String Sanitization Under Edit Distance: Improved and Generalized
Takuya Mieno, Solon P. Pissis, Leen Stougie, Michelle Sweering
TL;DR
The main results can be summarized as follows: an $\mathcal{O}(n^2\log^2k)$-time algorithm to solve ETFS, a generalization of ETFS in which the elements of $\Mathcal{S}$ can have arbitrary lengths, and an AETFS, ageneralization of Exxon Mobil's EMMD, which is a generalizations of ExxonMobil's EMT, which can be solved in less time.
Abstract
Let $W$ be a string of length $n$ over an alphabet $Σ$, $k$ be a positive integer, and $\mathcal{S}$ be a set of length-$k$ substrings of $W$. The ETFS problem asks us to construct a string $X_{\mathrm{ED}}$ such that: (i) no string of $\mathcal{S}$ occurs in $X_{\mathrm{ED}}$; (ii) the order of all other length-$k$ substrings over $Σ$ (and thus the frequency) is the same in $W$ and in $X_{\mathrm{ED}}$; and (iii) $X_{\mathrm{ED}}$ has minimal edit distance to $W$. When $W$ represents an individual's data and $\mathcal{S}$ represents a set of confidential patterns, the ETFS problem asks for transforming $W$ to preserve its privacy and its utility [Bernardini et al., ECML PKDD 2019]. ETFS can be solved in $\mathcal{O}(n^2k)$ time [Bernardini et al., CPM 2020]. The same paper shows that ETFS cannot be solved in $\mathcal{O}(n^{2-δ})$ time, for any $δ>0$, unless the Strong Exponential Time Hypothesis (SETH) is false.
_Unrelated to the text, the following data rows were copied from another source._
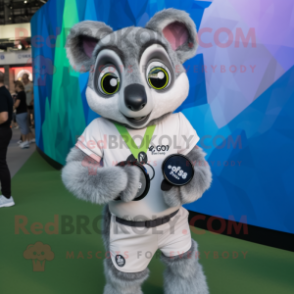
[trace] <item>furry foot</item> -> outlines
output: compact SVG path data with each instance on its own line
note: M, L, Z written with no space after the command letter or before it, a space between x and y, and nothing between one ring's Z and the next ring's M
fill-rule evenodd
M197 243L192 240L191 249L181 256L162 256L167 265L164 273L165 294L209 294L206 277L198 263Z

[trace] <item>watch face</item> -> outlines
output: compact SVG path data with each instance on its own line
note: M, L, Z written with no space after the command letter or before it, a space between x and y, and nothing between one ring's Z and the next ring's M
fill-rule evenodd
M171 155L162 164L164 178L174 186L188 184L194 176L190 160L183 155Z

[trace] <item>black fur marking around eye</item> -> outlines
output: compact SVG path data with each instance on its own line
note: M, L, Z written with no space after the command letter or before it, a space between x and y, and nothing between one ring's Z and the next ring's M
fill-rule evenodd
M139 55L138 55L138 62L140 62L141 60L141 56L143 54L143 52L150 46L154 45L154 44L158 44L160 46L162 46L165 51L167 51L167 47L165 44L163 44L163 42L161 42L160 40L149 40L148 42L146 42L145 44L142 45L142 47L140 48L140 51L139 51Z
M98 54L104 50L104 49L107 49L107 50L112 50L114 51L118 56L119 58L121 59L123 65L125 66L125 56L124 56L124 53L116 46L101 46L98 51L96 52L96 58L98 56Z

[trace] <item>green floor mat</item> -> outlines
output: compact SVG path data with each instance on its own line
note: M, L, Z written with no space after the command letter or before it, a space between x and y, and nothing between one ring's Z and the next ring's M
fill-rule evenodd
M67 192L60 171L38 153L16 174L12 186L16 206L0 209L0 293L102 293L105 251L98 231L102 208ZM65 226L62 221L72 222ZM86 230L77 225L88 221ZM294 293L292 252L192 231L211 294ZM149 268L144 293L163 293L159 258L154 257Z

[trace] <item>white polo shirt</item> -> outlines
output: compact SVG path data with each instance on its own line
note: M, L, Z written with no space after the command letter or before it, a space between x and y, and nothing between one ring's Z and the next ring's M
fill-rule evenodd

Our main results can be summarized as follows: (i) an $\mathcal{O}(n^2\log^2k)$-time algorithm to solve ETFS; and (ii) an $\mathcal{O}(n^2\log^2n)$-time algorithm to solve AETFS, a generalization of ETFS in which the elements of $\mathcal{S}$ can have arbitrary lengths. Our algorithms are thus optimal up to polylogarithmic factors, unless SETH fails. Beyond string sanitization, our techniques may inspire solutions to other problems related to regular expressions or context-free grammars.